I’ve read the Rubio speech carefully and can find none of this. I’d strongly encourage everyone interested in this debate to read it themselves. After calling it “shallow moralizing,” “half-assed moralizing,” “the great forgetful stupidity of our time,” “absurd,” “indefensibly stupid,” “nonsense,” “backward and destructive,” and “morally indefensible,” Williamson had room only for two actual quotations in his 2,500 words.

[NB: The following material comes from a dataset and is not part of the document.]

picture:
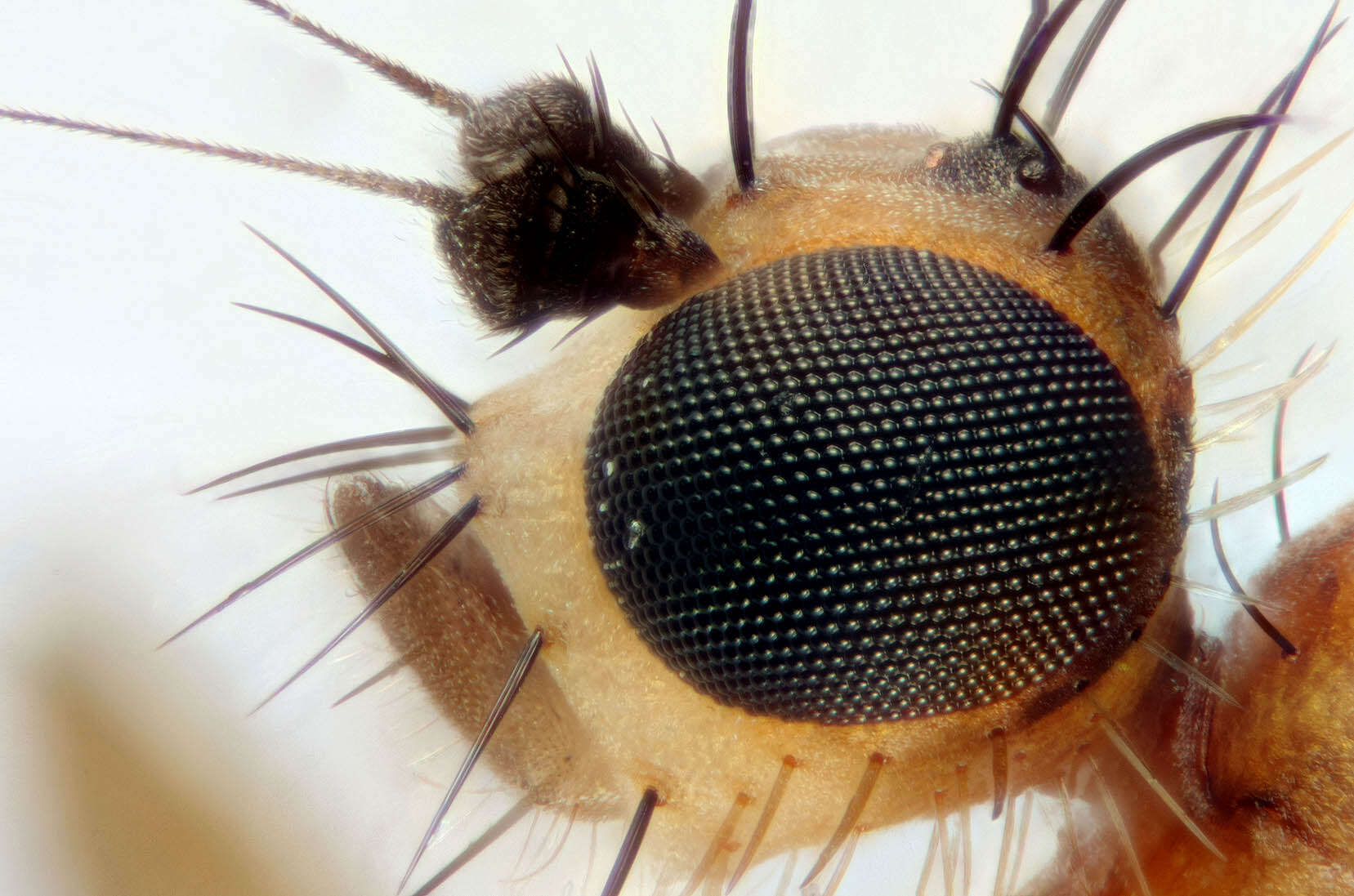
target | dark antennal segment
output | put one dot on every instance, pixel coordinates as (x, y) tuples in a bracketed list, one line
[(1205, 245), (741, 94)]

Rubio’s project is to explore the vast gray expanse between the white of liberty and the black of property theft. What are the conditions in a society that affect how economic actors behave and what outcomes markets produce? Which of those conditions does public policy influence? And if we have a preference for certain outcomes — say, a labor market that allows workers of varied skills in varied places to support families, and a diversified economy capable of supporting the national defense — which public policies should we choose?
This is the terrain on which many of American history’s great public deliberations have unfolded, yielding policies from Hamilton’s Report on Manufactures to the “internal improvements” of the early 1800s, the tariff debates between McKinley and Bryan, Teddy Roosevelt’s trust-busting, Franklin Roosevelt’s New Deal, Kennedy’s space race, and Reagan’s import quotas. Property theft all of it, at gunpoint no less, if I understand Williamson correctly.
Which creates an awkward problem, because core to the fury at thinkers like Rubio is the conviction that all is going extraordinarily well with an American capitalism built on exactly that complex history. “The great prosperity currently enjoyed by North Americans,” writes Williamson, “is a product of the very model of capitalism they so intensely disdain.” They lack “a second’s serious thought to how it is we came to have such a vast pile of goods. Like prosperity just happens by magic.” But who has taken the position that prosperity happens by magic — those arguing for continued and careful attention to the prerequisites of a flourishing society, or those singing “All You Need Is Liberty” to an old Beatles tune?
Williamson’s choice of Monsanto as exemplar for his policy-free model of prosperity is instructive. It should take nothing away from the firm’s extraordinary breakthroughs to note the extent to which its success has been at least partly contingent on a web of government policies from research-and-development funding to support for academic institutions to farm policy to intellectual-property protection to rigorously negotiated trade policies. This is not an argument for the Obama-Warren rhetoric of “you didn’t build that” — to the contrary. We should attend to the infrastructure within which private-sector investments occur precisely because there is no substitute for the work those investments can do, the success they help achieve for not only a firm’s investors but also its employees and its community, and the spillover benefits generated for society broadly.
One sentence from Williamson’s barrage stands out for both its sensibility and its conflict with everything that precedes and follows: “The federal government exists to provide public goods that are necessarily national in scope.” Funny phrase, “public goods” — so similar in timbre to “common good,” so unrelated to concerns of liberty and property. Assuming the usage here is technical, referring only to things both “non-rival” (one person’s use does not restrict its availability to others) and “non-excludable” (access cannot be restricted to those who pay for it), we are left to decide what counts.
Someone will have to make a value judgment as to what “goods” are in fact “good” and thus worthy of providing publicly. Is a labor market that can support a flourishing society something to which the federal government should attend? Nothing in economic theory promises that markets will provide this on their own. It is surely non-rival and non-excludable. But we will need words besides “liberty” and “robbery” to discuss the matter further.